朱立诚暗赞了一声,小丫头办事还是挺有分寸的,知道找个包间,由于三人的身份特殊,虽说在泯州,但还是小心一点为妙。
朱立诚推门进去的时候,只见曾若涵和谭艳芸正在包间里面有说有笑的谈论着什么,见他进来了,连忙站起身来,以示欢迎。
包间里由于开着空调热乎乎的,两人都只穿了羊毛纱,一红一白,相得益彰。由于冬天里面看惯了棉袄、羽绒服包裹下的臃肿,偶尔见到紧身的羊毛纱,这刺激还是不小,尤其是两个如花般美丽的女孩。
朱立诚的双眼不由自主地在两人的胸前扫了一眼,谭艳芸虽然略大,但却没有曾若涵的坚挺,这可能也是少妇与少女的区别所在吧。
朱立诚入座以后,把皮风衣脱下来,放在椅背上。这件黑色的风衣,是前段时间欧阳慕青在泯州的银鹰商城特意为朱立诚买的,价格虽然贵了点,但是穿在他的身上,确实非常精神。由于身高的原因,朱立诚穿风衣和西服一样,能够撑得起来,所以看上去,还是很有样子的。
“书记,是喝白酒还是喝啤酒?”曾若涵问道。
朱立诚看了她一眼,笑着问道:“喝白酒的话,你们谁陪我喝,还是让我自斟自饮呀?”
“书记,你这可就瞧不起人了。

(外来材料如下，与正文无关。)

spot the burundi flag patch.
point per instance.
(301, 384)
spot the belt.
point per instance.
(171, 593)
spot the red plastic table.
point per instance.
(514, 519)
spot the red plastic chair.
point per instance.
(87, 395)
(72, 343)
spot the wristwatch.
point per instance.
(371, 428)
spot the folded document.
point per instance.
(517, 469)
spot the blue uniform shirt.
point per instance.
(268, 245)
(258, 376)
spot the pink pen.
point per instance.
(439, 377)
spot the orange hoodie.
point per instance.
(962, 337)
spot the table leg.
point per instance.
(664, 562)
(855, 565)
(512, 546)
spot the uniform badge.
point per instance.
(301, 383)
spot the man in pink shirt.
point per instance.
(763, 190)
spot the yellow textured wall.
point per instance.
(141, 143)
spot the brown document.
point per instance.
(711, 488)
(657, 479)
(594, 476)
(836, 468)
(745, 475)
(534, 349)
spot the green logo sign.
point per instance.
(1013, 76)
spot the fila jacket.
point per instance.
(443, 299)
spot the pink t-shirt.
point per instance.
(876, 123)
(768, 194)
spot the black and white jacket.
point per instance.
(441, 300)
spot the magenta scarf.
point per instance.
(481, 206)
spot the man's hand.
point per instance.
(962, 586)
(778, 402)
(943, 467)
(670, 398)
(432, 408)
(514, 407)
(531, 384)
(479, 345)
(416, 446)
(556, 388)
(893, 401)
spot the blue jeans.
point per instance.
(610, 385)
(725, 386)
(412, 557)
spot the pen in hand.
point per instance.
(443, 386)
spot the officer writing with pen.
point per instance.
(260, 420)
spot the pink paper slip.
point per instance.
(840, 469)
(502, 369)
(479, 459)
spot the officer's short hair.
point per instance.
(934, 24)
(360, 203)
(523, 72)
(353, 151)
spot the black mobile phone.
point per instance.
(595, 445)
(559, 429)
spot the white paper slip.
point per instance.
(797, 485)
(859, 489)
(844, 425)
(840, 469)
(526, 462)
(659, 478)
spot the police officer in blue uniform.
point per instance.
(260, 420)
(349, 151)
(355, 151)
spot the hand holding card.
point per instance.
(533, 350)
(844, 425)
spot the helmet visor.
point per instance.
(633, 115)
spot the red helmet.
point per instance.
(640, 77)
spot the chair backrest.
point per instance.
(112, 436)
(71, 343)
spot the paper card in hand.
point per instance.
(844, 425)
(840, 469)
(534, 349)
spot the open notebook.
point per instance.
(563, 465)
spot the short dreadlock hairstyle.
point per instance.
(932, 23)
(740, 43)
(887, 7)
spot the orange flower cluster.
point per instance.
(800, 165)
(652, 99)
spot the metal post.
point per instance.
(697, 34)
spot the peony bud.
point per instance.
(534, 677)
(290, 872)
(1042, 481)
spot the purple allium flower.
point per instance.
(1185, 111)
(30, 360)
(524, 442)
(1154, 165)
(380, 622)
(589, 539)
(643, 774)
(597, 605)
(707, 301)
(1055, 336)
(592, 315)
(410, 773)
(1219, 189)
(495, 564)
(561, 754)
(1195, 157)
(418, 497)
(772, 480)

”谭艳芸听后,开口说道,“若涵的酒量可不比你小,上次我们聚会的时候,……”
曾若涵听她要说自己上次喝醉了的糗事,连忙说道:“艳芸姐,你这样说,可就不对了,党镇办的人,谁不知道你是半斤问信,八两不倒。”
听了曾若涵的话以后,朱立诚才猛地想起,他好像是听人说过,关于谭艳芸的酒量,好像说田塘镇上除了柴雪华和韩云霞以外,无出其右者。
想到这以后,朱立诚不禁有点后悔刚才的莽撞,酒桌上有个现象,就是女的不喝便罢,如果喝的话,千万不要去招惹她们,否则会死得很难看。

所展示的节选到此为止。